Phagwa: The Festival of Colors
Pure joy was in the air, you could feel it all around you as soon as we approached the Hindu Temple. Uncle Charlie quite literally met us with open arms, diving in for hugs all around as he introduced himself and welcomed us into his community. His clothes were stained purple, his face dusted in a white powder, his hair showing off streaks of pink.
It was the festival of colors; The festival of love; Phagwa; or what the West more commonly knows it as, Holi. It’s the Hindu festival of spring where people of all ages come out to play in an afternoon of throwing colors and water at each other. The children particularly enjoyed their day of freedom, where they could spray adults with water, chasing them and dumping colorful powder all over their hair and bodies without getting in trouble.
People young and old frolic on the streets, outside temples and buildings, eager to leave the festival with as many colors adorning them as possible. The atmosphere is light and playful, there’s not a frown to be seen. In fact, the dirtier you get the happier you become until laughter is bubbling out of you.

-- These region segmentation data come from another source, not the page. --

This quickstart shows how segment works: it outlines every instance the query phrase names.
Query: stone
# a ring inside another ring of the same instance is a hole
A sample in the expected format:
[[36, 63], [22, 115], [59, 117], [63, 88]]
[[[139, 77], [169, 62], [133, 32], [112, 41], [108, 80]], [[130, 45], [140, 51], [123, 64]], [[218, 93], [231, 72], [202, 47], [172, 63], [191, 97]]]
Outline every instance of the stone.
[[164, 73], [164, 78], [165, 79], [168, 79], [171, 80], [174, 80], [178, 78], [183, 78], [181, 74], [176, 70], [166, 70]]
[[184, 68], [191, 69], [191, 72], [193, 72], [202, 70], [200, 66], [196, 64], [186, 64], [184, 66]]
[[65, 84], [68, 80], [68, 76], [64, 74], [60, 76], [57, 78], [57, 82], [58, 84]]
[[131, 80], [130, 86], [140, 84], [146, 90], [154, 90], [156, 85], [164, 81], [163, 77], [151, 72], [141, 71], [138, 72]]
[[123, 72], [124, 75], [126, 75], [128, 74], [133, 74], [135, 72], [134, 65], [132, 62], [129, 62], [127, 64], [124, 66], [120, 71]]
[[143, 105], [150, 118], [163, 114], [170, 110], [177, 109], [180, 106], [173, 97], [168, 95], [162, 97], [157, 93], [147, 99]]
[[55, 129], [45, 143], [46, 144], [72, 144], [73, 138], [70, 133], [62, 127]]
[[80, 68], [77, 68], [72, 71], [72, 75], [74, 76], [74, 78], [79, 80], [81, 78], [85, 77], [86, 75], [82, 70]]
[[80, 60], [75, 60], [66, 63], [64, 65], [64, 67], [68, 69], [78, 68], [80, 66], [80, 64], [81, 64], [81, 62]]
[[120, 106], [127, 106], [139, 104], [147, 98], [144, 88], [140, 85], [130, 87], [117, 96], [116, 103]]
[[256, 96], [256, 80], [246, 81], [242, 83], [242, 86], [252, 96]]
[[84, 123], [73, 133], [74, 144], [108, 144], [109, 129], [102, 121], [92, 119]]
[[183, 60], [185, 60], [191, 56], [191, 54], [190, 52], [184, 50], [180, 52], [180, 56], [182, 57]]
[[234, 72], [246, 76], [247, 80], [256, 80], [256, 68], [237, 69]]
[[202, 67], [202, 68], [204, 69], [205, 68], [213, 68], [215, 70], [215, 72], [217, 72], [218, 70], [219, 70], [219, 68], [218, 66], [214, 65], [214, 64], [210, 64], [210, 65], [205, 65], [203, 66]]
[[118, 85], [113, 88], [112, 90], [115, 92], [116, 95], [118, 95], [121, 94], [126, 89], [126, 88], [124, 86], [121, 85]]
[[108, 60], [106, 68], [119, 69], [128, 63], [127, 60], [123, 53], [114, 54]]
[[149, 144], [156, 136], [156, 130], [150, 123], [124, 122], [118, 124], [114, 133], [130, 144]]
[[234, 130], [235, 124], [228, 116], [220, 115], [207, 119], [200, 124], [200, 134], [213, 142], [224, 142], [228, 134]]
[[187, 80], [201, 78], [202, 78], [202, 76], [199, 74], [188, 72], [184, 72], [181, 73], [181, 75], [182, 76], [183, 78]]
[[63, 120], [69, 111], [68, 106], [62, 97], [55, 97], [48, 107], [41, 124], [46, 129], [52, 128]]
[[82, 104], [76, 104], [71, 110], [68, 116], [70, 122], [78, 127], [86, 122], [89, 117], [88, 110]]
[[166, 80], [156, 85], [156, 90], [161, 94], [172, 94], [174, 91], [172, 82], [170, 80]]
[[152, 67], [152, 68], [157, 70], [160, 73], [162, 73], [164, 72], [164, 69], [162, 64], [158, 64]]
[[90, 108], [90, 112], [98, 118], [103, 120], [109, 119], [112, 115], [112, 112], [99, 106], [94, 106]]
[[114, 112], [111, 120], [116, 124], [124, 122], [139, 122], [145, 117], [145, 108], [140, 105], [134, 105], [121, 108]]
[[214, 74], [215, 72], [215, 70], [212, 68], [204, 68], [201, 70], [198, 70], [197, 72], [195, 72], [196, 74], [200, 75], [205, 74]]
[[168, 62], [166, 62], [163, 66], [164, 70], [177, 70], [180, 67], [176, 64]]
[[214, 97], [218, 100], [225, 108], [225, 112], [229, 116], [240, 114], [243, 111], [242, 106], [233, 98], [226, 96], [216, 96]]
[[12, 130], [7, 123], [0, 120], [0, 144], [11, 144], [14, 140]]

As foreigners, we were met with delight from everyone participating. Eager to show us the beauty of the festival, we were given second and third helpings of delicious Indian food, best ate with your fingers. People came up behind us and streaked our faces with hues of purples, blues, golds and pinks. Children chased us round and round, bursting with laughter as they sprayed us with colored water.
We danced, we ate, and we sang. We watched performances by children in the community. We got fistfuls of blue powder in our mouths that stained our teeth. All in the name of spring, of new beginnings and of celebrating the triumph of good over evil.
The more colorful the crowd, the more blessed they are. It was the warmest welcoming I’ve received in Barbados so far and a day so filled with love, joy and beauty that I’ll never forget it.